The approved opportunity must be on official NSHA or IWK letterhead and must:
- Be signed and dated by a person authorized to hire physicians at the NSHA or IWK
- Be signed and dated by the applicant who is accepting the opportunity
- Indicate eligibility for licensure with the College of Physicians and Surgeons of NS
- Indicate that the applicant is eligible to apply for privileges and credentials with NSHA and the IWK
How does the application process work?
In order to be approved and begin practicing in Nova Scotia, applicants must first apply to the Nova Scotia Nominee Program (NSNP) through the Physician stream. Approved nominees, along with their spouse or common-law partner and dependents, may then apply to the government of Canada for permanent resident status.
The application process for this stream is high specialized as the occupations in question are also specialized. Interested candidates will have to contact the Nova Scotia Office of Immigration for detailed information about the various stages of processing.
Why create a stream for physicians?
Nova Scotia’s Minister of Immigration, Lena Diab, announced that the Nova Scotia Physician stream “targets family doctors and specialists from countries such as the United Kingdom, the United States, and Ireland.”
Diab added that “it will be easier and faster because this stream targets family doctors from countries with recognized training equivalencies with the College of Family Physicians of Canada.”
Applicants are already deemed to have been assessed for education, language ability, certification, and credential recognition, allowing the province to eliminate the duplication of having applicants prove these skills and credentials all over again.
“It cuts red tape and paperwork and has a significantly reduced processing time,” stated Diab. “We can process an application under this new stream in just five to ten days.”

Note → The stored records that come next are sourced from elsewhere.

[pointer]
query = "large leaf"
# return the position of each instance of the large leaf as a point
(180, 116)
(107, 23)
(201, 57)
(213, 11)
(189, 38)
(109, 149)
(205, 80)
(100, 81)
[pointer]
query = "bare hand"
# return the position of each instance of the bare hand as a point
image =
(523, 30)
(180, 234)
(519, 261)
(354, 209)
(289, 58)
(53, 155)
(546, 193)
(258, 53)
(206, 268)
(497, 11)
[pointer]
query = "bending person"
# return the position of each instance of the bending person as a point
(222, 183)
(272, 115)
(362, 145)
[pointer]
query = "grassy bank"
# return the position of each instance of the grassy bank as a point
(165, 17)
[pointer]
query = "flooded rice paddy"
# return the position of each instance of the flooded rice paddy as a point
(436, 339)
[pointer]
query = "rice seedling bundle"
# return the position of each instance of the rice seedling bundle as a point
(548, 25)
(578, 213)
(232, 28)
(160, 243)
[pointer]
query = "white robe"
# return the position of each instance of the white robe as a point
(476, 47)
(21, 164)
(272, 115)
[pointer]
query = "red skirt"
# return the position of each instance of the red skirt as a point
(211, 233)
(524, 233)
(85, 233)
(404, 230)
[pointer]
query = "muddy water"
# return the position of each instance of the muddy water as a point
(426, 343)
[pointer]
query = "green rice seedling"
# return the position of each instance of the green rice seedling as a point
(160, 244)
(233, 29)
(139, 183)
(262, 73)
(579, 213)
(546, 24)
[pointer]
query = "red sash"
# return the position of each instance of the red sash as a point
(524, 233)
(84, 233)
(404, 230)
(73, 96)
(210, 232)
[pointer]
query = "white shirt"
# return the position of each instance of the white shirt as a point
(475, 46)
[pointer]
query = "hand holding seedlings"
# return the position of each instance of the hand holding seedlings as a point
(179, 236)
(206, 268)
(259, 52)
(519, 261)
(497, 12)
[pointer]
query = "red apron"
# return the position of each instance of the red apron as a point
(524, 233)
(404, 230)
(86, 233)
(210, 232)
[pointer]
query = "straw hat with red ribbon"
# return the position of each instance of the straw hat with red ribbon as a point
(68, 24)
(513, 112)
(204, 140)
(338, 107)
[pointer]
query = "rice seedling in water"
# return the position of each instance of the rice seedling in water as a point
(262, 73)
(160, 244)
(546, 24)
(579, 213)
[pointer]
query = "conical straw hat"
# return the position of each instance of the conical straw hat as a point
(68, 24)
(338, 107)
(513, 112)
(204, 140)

Processing times for the second stage are not yet known; however, Minister Diab pointed out during the news conference that the province processed its very first application through this stream last week. Dr. Jamie Tribo, who currently lives in Virginia, plans to practise family medicine in Cape Breton starting this spring. This quick landing points toward a smooth and relatively quick application process at the federal stage.
Dr. Lynne Harrigan, vice-president of medicine with the Nova Scotia Health Authority, which helped develop the stream, has lauded its potential.
“That’s differentiating from weeks and years, which it has been in the past,” she said. “For a lot of people it has discouraged them from moving forward. So this really has pulled all the red tape away.”
The health authority is setting an initial target to recruit 12 international doctors through the stream annually. Overall, the health authority says it needs to hire 110 physicians a year.